Le coût et l’enveloppe budgétaire dédiée
Même lorsque l’efficacité n’est pas totale, un projet public de cette envergure suscite logiquement des interrogations quant à sa rentabilité. Pour rassurer, l’enveloppe annuelle affectée au développement de l’IA d’État reste contenue, avec un budget fixé à 1,2 million d’euros depuis 2024. Un montant certes modeste comparé à d’autres secteurs, mais qui laisse présager que les investissements majeurs pourraient intervenir lorsque le dispositif sera pleinement accepté.
Adopter ce type de solution sans exploser les coûts passe forcément par des phases d’expérimentation prudente. Cela limite le gaspillage éventuel et offre le temps nécessaire pour bâtir la confiance des agents et des élus locaux. Une vraie rationalisation financière qui montre que, même dans l’échec relatif, chaque tentative permet d’ajuster la stratégie globale.
- Expérimentation limitée dans les maisons France Services
- Suspension due à des difficultés d’adaptation et à des attentes ambitieuses
- Transition vers un assistant amélioré intégrant plusieurs modèles IA
- Bilan budgétaire raisonnable en phase de test
- Réflexion permanente autour de la sécurité et de l’efficience
Quelles perspectives pour l’IA dans les administrations françaises ?

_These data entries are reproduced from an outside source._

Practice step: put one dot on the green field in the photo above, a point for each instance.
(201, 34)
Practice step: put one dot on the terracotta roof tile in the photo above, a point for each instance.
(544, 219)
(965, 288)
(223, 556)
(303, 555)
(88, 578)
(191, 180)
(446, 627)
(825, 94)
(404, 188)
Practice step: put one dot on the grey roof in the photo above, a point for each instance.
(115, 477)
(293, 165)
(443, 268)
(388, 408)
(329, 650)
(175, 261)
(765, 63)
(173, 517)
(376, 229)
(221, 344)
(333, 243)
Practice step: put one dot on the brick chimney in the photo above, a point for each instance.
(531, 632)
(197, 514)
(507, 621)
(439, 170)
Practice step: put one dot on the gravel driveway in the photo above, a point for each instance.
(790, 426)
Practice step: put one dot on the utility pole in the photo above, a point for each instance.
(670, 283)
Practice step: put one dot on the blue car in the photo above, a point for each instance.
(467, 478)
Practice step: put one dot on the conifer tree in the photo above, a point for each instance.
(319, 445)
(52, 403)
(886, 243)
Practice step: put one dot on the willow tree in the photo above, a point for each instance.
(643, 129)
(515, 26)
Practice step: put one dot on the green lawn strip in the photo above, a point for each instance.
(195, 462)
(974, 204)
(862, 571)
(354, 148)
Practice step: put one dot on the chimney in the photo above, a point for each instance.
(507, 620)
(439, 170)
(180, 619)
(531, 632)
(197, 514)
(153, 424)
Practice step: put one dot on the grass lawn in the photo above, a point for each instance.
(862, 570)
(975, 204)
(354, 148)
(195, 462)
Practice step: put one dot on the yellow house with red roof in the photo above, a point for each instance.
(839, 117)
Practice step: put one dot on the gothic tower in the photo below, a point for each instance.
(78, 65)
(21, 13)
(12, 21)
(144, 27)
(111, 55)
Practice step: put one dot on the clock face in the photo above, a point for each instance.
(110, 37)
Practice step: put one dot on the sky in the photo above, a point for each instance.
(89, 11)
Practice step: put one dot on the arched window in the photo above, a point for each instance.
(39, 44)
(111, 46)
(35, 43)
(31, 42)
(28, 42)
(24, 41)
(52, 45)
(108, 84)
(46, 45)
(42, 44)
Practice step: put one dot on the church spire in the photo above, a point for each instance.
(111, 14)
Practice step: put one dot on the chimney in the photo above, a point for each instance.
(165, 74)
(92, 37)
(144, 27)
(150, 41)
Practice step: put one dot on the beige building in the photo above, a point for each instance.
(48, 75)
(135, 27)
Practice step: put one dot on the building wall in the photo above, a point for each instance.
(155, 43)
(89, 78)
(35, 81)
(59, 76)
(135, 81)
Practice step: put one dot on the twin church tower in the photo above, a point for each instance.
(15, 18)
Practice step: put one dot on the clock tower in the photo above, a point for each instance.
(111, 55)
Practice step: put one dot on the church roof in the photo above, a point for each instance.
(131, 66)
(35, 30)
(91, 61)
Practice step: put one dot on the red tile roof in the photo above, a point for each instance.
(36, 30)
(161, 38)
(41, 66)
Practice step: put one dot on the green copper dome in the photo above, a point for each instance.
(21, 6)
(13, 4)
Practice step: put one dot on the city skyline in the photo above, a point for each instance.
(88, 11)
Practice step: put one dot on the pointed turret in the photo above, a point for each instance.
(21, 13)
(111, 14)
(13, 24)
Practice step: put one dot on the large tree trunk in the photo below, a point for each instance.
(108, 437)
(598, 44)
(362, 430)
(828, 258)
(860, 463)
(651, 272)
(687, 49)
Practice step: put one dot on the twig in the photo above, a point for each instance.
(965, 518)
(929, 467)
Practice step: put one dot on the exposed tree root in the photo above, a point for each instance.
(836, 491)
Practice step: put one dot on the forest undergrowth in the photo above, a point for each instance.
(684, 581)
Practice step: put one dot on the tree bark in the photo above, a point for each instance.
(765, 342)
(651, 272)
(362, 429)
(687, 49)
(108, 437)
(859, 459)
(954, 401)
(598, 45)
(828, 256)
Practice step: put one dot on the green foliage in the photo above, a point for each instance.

Malgré ce mauvais démarrage, la dynamique d’innovation publique n’est pas destinée à s’essouffler. L’expérience d’Albert éclaire sur la nécessité d’intégrer progressivement l’IA générative, en tenant compte des spécificités réelles du terrain. Plusieurs chantiers restent ouverts, qu’il s’agisse de soutenir la transition numérique dans les domaines sensibles, d’améliorer la formation des agents, ou encore de concevoir une expérience utilisateur véritablement inclusive.
La France affiche clairement l’objectif de ne pas dépendre exclusivement d’acteurs privés pour outiller ses services. Cela suppose patience, adaptabilité et persévérance, ainsi qu’un dialogue constant entre décideurs, utilisateurs et experts technologiques.